I am paralyzed with hope is a comprehensive and site-specific presentation by American artist Roni Horn, born in New York, in 1955. The exhibition was designed by the artist in response to Centro Botín’s architecture and location on the open bay of Santander, in North Spain.

The artworks on display and their distinct layout reinforce Horn´s practice of being present at the moment, awake to her surroundings and atmospheric variations.

RONI HORN, CENTRO BOTÍN, ph. BELEN DE BENITO

In this spirit, the exhibition invites us to slow down, to be attentive to the pairings and oppositions revealed in each room, and to invest time in the profound dialogue created between space, light, water, and Horn´s quietly radical oeuvre.

The exhibition -curated by Bárbara Rodríguez Muñoz, Director of Exhibitions and the Collection, Centro Botín- spans three decades of Roni Horn´s career through conceptually oriented photographs, drawings, sculptures, and performance.

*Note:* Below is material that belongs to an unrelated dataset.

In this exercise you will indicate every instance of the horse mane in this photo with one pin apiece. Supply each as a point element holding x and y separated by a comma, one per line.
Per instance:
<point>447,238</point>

It highlights Horn’s ongoing exploration of the process of becoming in relation to identity and place.

It also includes the first institutional presentation of LOG (March 22, 2019 – May 17, 2020). The series features 406 sheets of drawn paper that function as a record of daily observations and events that have informed the artist’s sensibility and voice.

The artist has traveled extensively across Iceland’s remote, vast landscapes since 1975. These solitary experiences in a geologically young—and therefore changeable— landscape have long been important influences in her life and work. Water and weather are also central to her practice, as their mutability and ambiguous nature mirror our identity, understood as something that is not fixed or stable.

I am paralyzed with hope is complemented by a publication, co-published with La Fábrica, with newly commissioned texts by American author Carmen Maria Machado and Spanish researcher and writer Isabel de Naverán, as well as an exchange between Roni Horn and curator Bárbara Rodriguez Muñoz.